Some 75 people have died and nearly 200 people are missing in Guatemala after a seismic eruption of the Fuego volcano outside Guatemala City on Sunday, according to reports.
The event on Sunday was the country’s deadliest eruption in over a century, as the volcano, located 25 miles south-west of the capital Guatemala City, erupted and flooded its surrounding areas with lava and thick clouds of ash that reached nearly six miles into the sky.
The blast produced what are known as pyroclastic flows, a potent mix of ash, rock and volcanic gases that buried local towns such as El Rodeo and San Miguel Los Lotes.
Eye-catching footage broadcast around the world showed enormous clouds of ash engulfing streets as civilians watched on or tried to escape.

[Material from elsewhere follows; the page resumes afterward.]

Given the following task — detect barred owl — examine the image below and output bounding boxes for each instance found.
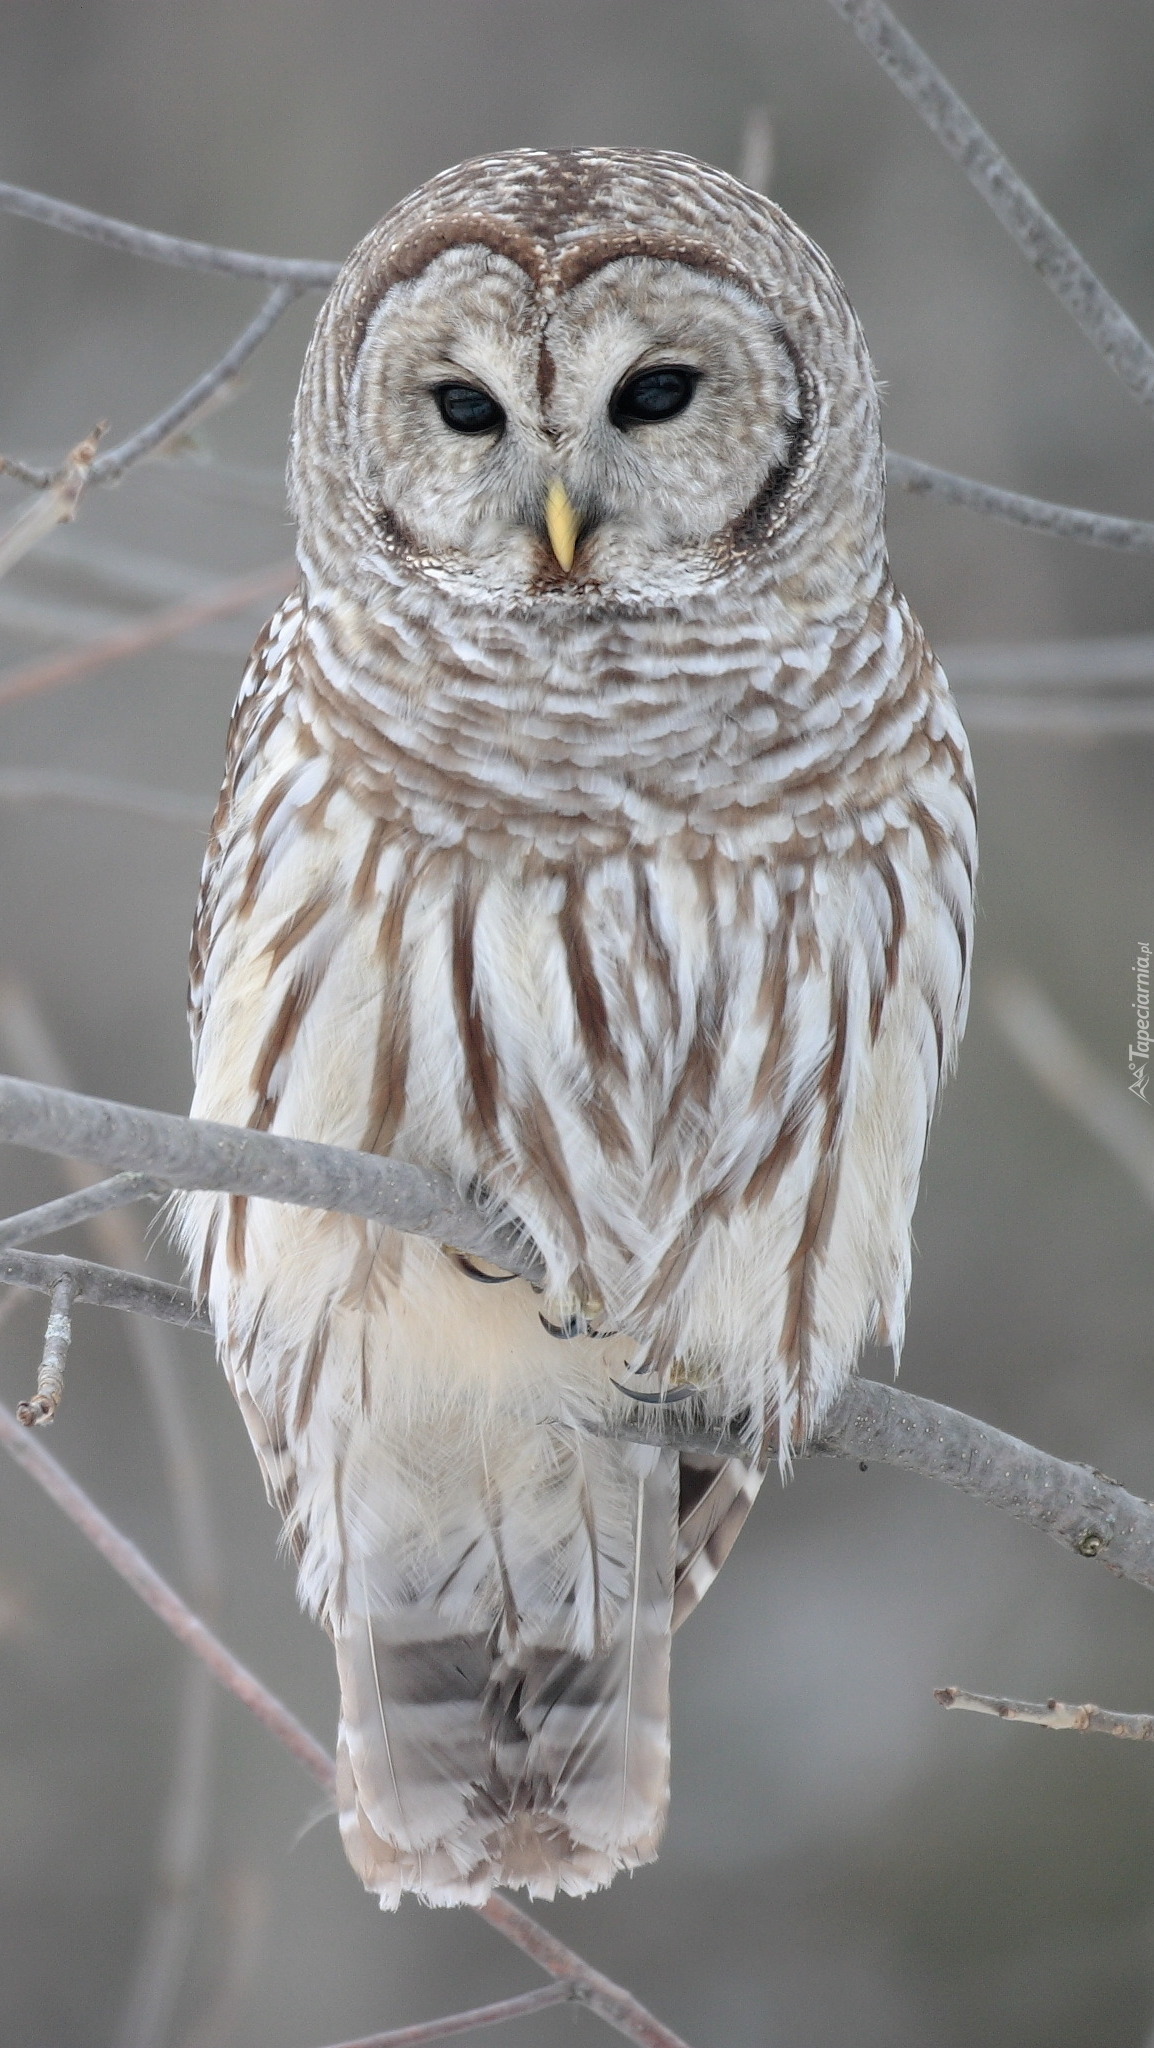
[180,148,975,1908]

Wild footage shows Guatemala’s “volcano of fire” sending 5-mile stream of deadly lava through streets. pic.twitter.com/MsMt4wEp8v
— Joshua Dov Caplan (@joshdcaplan) June 4, 2018
On Tuesday, the volcano produced a second eruption that dispelled hot gas and molten rock down its southern side, thus hampering rescue efforts.
According to CONRED, a total of 1.7 million people have been affected by the incident, while 3000 people were forced to evacuate.
“The conditions are extremely critical at this moment,” said the head of Guatemala’s National Institute of Seismology, Eddy Sanchez, adding that they do not there will be “no imminent eruption over the next few days.”
One of the volcano’s victims, Boris Rodríguez, told the BBC how the eruption had wiped out most of his family in a single day, including his wife, her parents and her siblings, and their children.
“I saw the children’s bodies,” he said. “They were huddled together in the bed, like they were trying to hide from what was happening.”
Local resident Eva Ascón also told CNN how she was losing hope that her loved ones near the eruption had survived, and said she would plead with rescue workers to “give us time to identify the bodies in the morgue.”
“Even if there are only small bones of my people, I want them,” she said. “I don’t have even one member of my family.”
The volcano, named the Volcán de Fuego (Fire Volcano), is one of Latin America’s largest and most active volcanos, with an altitude of 12,346 feet above sea level at its peak.
Volcán de Fuego has frequently erupted in recent years, but all cases have left comparatively small damage. Sunday’s eruption is the country’s largest since 1902 when an explosion from the Santa Maria volcano killed thousands of people.